Calling self.setContectKeys will allow you to specify two new context keys to select a single table from a parsed html file. The two arguments for this function require that you specify a key which is one entire line long from the source html file that you want to extract the table from. This will allow the code to save the surrounding html and allow you to manipulate the table in a more natural manner of table[row][col] to edit the entries. Do not set the keys to partial line matches or non-printing characters, this will almost ensure the failure of the html parser.

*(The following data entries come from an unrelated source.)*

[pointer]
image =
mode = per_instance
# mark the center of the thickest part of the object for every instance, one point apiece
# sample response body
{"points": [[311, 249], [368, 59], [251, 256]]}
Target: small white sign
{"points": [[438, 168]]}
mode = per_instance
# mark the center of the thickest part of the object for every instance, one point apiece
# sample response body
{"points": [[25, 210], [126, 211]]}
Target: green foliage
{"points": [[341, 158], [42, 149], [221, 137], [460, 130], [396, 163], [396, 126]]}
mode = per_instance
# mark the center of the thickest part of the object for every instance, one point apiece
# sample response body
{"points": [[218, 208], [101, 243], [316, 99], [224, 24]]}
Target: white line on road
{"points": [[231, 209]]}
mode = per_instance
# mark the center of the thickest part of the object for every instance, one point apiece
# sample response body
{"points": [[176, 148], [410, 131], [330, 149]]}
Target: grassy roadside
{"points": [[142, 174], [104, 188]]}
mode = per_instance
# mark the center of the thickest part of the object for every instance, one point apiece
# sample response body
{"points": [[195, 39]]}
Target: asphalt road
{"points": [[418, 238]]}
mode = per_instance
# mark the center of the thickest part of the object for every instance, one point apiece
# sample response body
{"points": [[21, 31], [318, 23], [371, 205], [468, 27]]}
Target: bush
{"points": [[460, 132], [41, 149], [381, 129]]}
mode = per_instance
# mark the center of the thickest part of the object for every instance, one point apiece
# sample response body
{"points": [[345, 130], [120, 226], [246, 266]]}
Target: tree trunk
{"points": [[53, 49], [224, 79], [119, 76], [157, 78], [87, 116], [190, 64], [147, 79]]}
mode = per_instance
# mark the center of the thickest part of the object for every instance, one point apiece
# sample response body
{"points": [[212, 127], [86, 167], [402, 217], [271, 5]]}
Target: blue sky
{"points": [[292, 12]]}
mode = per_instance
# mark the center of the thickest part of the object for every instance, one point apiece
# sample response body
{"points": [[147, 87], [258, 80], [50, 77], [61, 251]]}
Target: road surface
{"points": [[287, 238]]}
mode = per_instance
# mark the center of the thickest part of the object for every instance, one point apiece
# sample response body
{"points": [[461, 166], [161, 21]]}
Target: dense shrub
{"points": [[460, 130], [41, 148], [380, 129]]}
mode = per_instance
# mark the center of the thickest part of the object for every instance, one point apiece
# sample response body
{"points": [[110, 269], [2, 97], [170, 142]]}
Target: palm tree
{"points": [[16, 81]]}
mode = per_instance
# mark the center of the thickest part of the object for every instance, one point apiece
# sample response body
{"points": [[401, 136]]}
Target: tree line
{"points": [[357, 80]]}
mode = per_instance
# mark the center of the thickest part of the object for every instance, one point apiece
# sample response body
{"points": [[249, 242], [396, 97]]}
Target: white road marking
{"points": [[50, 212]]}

__createTableObject__(self, inputHTML=None)

source code 

Given a list of text string we want to manipulate these strings to create a table object. If the inputHTML is None then we assume we want to work with self.middleOfPage variable.

getColumnByText(self, textString='', colNum=1)

source code 

Given a text string expected in Column #1 we select the specified column given as an argument here. If there was nothing found return empty string.

getRowList(self)

source code 

This method gets the list of rows in the table for that htmlPage() instance. The data returned in a list of two element lists. Like [[a,b],[c,d],...,[y,z]]

getColumnByCoord(self, RowNum, ColNum)

source code 

Given a row number and column number return that element in the table. If the coords do not exist return empty string.

insertTextAtCoord(self, RowNum, ColNum, Text)

source code 

Given a row number and column number insert the argument text over what currently exists. If the RowNum and ColNum is out of bounds do nothing.

insertTextGivenText(self, matchText, colNum, Text)

source code 

Looks for given row matching column 1 to given text. It then inserts the Text into the column specified by ColNum. If there is no match or ColNum is out of bound nothing is done.

__buildMiddleOfPage__(self)

source code 

This method should not be called explicity. It will rebuild the table object variable into a chunk of html for writing to the disk.

__stripRowNumber__(self, stringA)

source code 

Takes the string representing the table row number. It strips the number strip from the front. The input string is assumed to have the form #?? Word Words More Words where the only number is #?? Ideally this method should only be called by self.__compareKeyWords__()

__compareKeyWords__(self, stringA="", stringB="", exact=False)

source code 

Break stringA into keywords minus html tags. Then take these words and make sure they exist inside of stringB. If the exact key is True then strings like Big blue bird will not match Big blue pretty bird if the string is left as default (False) then we allow the above string to be matched since all the words in the first string are contained in the second string.